Coaching models are a dime a dozen, but finding coaching tips on the right coaching models for your coaching business are very rare. The problem with trying to find a good coaching strategy for your coaching practice is that you are unique. You are a different type of coach and a different type of personality than the coach across the street from you. This is a big problem if you look to the coaching ‘gurus’ that are trying to give coaching tips to make you fit into their ‘perfect’ coaching strategy.
It just doesn’t happen.
You are different.
You have strengths as a coach.
You have weaknesses as a coach.
You can’t ‘fit in’ to just any generic coaching models!
Here are three of the more common types of coaches and some coaching tips on how to build coaching models around your own ‘coaching personality’.
The First of The Coaching Models: Coaching Tips For The ‘Driver Coach’
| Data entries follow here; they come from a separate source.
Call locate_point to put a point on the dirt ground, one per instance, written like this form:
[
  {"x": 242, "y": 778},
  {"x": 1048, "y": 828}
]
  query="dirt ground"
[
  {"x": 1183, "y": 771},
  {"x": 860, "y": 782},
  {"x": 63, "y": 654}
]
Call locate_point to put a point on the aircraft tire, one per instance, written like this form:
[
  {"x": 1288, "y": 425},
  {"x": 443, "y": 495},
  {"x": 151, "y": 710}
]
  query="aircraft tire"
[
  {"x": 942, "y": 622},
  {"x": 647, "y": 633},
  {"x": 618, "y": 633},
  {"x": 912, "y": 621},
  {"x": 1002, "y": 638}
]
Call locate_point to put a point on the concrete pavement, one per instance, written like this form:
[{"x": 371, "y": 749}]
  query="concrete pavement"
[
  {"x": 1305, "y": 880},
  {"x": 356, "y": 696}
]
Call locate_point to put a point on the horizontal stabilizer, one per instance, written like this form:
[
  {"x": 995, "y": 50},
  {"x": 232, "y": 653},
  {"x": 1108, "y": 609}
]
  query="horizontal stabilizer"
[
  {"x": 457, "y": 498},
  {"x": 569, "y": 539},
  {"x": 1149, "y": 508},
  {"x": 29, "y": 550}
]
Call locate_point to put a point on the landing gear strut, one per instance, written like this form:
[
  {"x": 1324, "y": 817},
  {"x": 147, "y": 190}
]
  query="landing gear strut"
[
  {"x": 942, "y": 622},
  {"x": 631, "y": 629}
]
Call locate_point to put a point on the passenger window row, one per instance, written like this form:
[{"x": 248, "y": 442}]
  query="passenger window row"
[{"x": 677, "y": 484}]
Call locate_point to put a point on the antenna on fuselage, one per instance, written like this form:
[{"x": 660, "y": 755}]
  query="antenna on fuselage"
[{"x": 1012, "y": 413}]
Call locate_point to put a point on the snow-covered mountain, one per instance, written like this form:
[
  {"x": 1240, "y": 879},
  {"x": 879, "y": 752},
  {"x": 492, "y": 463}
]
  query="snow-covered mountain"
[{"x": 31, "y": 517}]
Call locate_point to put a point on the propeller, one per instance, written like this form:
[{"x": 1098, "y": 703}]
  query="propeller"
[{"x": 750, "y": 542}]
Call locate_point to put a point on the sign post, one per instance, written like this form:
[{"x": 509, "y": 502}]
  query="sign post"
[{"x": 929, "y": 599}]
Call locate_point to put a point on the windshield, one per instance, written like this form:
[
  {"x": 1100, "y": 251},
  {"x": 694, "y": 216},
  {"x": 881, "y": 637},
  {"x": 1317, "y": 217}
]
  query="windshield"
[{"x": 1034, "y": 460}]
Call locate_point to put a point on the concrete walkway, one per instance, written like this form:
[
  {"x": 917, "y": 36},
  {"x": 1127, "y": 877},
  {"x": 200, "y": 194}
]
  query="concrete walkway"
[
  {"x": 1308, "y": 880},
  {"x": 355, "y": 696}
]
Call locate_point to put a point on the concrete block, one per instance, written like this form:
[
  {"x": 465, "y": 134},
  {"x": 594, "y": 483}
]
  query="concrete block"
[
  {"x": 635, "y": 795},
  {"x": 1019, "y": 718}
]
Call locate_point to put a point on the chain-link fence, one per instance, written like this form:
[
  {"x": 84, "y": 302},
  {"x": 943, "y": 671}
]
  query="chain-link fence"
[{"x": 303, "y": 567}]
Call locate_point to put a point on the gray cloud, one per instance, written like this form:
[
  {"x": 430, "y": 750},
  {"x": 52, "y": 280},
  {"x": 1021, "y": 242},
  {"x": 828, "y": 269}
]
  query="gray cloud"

A driver coach is just that… driven to succeed. They like coaching tips that help them drive their clients towards success as well. It can become an obsession for a driver coach to achieve success and be surrounded by nothing but successful clients. The ultimate ‘driver coach’ coaching models are all based upon the fact that a ‘driver coach’ needs a ‘car’. There’s nothing sadder than a driver coach searching for a ‘vehicle’ to drive towards success. Driver coaches may not be very good at figuring out how to build their business, or strategizing about the best way to succeed, but once they find one of the coaching models that are simple and easy to follow, they will jump in that ‘vehicle’ and drive as fast and as far as they can until they run out of ‘gas’. The point here, as that if you are a ‘driver coach’, stop trying to figure out how to get where you want to go, and just get on board with a cookie cutter coaching strategy that you can make work for you. If you find coaching strategy that doesn’t work, then move on until you find one that does. Do what you do best… DRIVE!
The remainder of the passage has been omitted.